According to Michael J. Shaw, professor of chemistry and Bradley L. Noble, professor of electrical and computer engineering, generally, the type of chemistry electronics that schools purchase are a minimum of $5,000: the hardware at $2,500, and another $2,500 for the software. For around $50, Shaw and Noble have invented a handmade potentiostat, a machine used to measure units in electrochemistry, which works 95 percent as well as the expensive version.
"We chose to showcase the ?potentiostat because it has the potential to be a commercial product ?relatively quickly and because it should have a strong educational impact," Shaw said.
The machine can be built with materials that are found at local hardware stores, and for an additional $100, the machine will have a 98 percent success rate. Shaw and Noble's version can also work with Microsoft programs, making it easier for schools to work with the obtained data.

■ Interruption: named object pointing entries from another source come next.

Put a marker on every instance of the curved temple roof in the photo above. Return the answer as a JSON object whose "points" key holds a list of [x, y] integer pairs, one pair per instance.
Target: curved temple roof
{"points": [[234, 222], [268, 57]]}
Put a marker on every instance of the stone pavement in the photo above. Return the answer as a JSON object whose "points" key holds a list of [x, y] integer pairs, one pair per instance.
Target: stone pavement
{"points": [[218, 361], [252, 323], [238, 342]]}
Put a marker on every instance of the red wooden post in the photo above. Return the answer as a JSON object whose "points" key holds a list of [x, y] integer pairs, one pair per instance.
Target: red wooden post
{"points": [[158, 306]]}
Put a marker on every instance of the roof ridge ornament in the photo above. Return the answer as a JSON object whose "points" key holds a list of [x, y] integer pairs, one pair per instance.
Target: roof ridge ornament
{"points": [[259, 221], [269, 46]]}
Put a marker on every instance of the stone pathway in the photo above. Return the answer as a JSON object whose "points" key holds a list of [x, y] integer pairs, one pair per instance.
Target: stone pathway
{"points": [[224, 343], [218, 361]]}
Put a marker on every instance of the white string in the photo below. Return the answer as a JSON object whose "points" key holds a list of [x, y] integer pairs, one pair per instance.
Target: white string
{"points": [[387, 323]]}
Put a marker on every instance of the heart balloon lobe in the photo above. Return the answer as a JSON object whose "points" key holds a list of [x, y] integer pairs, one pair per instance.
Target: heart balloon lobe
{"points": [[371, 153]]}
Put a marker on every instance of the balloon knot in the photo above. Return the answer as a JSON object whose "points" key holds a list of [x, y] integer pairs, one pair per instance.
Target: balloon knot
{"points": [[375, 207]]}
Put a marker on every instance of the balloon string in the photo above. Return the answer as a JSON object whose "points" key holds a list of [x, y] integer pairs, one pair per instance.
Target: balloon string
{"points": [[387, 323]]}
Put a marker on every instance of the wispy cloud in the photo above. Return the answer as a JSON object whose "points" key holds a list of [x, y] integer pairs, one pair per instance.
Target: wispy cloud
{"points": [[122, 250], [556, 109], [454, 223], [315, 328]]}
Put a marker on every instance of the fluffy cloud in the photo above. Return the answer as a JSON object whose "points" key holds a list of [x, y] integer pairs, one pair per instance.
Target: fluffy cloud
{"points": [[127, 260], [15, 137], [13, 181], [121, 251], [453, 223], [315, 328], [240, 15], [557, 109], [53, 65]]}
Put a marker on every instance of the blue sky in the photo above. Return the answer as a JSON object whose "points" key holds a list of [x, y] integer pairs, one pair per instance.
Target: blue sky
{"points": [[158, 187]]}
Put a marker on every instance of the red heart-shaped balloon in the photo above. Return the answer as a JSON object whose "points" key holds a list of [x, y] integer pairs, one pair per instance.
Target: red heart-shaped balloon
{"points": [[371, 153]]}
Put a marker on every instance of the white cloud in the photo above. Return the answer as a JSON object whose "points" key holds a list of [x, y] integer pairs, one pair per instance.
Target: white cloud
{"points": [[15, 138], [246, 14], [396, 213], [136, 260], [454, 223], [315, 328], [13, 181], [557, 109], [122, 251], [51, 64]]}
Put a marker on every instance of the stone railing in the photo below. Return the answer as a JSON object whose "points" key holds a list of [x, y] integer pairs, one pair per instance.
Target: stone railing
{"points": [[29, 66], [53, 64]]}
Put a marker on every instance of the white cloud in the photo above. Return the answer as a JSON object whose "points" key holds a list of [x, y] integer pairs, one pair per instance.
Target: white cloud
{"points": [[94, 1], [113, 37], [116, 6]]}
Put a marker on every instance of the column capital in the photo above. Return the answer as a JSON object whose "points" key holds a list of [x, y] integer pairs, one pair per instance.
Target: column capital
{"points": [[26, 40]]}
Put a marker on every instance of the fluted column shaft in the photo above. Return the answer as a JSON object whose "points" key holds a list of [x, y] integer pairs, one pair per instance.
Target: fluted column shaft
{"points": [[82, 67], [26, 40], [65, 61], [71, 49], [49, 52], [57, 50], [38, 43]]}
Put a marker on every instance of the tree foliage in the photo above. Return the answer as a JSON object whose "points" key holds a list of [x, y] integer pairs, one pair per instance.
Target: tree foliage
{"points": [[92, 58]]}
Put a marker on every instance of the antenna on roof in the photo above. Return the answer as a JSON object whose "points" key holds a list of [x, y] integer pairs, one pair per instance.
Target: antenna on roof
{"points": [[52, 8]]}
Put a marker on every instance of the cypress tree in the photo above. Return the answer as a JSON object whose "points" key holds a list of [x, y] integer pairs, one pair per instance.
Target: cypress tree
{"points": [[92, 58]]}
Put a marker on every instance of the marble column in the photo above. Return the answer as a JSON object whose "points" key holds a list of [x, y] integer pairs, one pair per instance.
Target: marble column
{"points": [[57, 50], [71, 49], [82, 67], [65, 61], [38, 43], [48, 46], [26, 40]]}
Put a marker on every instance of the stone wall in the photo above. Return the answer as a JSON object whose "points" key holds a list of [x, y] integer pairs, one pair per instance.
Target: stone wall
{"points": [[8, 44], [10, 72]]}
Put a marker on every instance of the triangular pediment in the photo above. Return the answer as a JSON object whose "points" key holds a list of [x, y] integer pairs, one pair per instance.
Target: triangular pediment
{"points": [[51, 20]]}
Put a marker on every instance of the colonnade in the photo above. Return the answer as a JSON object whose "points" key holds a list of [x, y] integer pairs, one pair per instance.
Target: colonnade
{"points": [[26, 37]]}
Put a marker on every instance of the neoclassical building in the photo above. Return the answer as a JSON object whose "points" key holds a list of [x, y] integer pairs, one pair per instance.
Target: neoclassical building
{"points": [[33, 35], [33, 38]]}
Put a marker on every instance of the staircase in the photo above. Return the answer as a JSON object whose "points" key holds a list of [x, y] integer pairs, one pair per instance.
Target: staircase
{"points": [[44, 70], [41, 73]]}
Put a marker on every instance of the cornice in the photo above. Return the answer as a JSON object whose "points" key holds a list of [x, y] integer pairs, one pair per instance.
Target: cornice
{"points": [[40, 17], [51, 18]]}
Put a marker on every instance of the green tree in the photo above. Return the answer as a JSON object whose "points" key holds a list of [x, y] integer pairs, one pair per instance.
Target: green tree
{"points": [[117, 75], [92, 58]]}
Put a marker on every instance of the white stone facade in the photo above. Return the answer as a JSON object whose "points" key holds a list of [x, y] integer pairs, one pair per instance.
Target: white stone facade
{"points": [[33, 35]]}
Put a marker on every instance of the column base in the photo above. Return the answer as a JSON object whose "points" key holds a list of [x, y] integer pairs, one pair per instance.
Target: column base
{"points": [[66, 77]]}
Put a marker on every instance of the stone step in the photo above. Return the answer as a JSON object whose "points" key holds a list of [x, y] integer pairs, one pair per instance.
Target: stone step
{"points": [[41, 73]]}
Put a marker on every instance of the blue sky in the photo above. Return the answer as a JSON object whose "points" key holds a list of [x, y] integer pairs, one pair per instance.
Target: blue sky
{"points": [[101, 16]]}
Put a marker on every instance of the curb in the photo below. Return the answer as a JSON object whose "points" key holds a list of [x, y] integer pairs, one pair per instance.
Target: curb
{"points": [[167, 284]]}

"All students should be aware that the faculty at SIUE are involved in first-class research projects and that many of us have international reputations in our particular fields of expertise," Shaw said.
Serdar Celik, professor of mechanical and industrial engineering at SIUC, is working on another world-class research project dealing with magnetic refrigeration. Magnetic refrigeration can be used in automobile air conditioning systems, space shuttles and domestic refrigerators. Not only will this new technology be green, but according to Celik, "by 2015 here will be a movement toward magnetic refrigeration."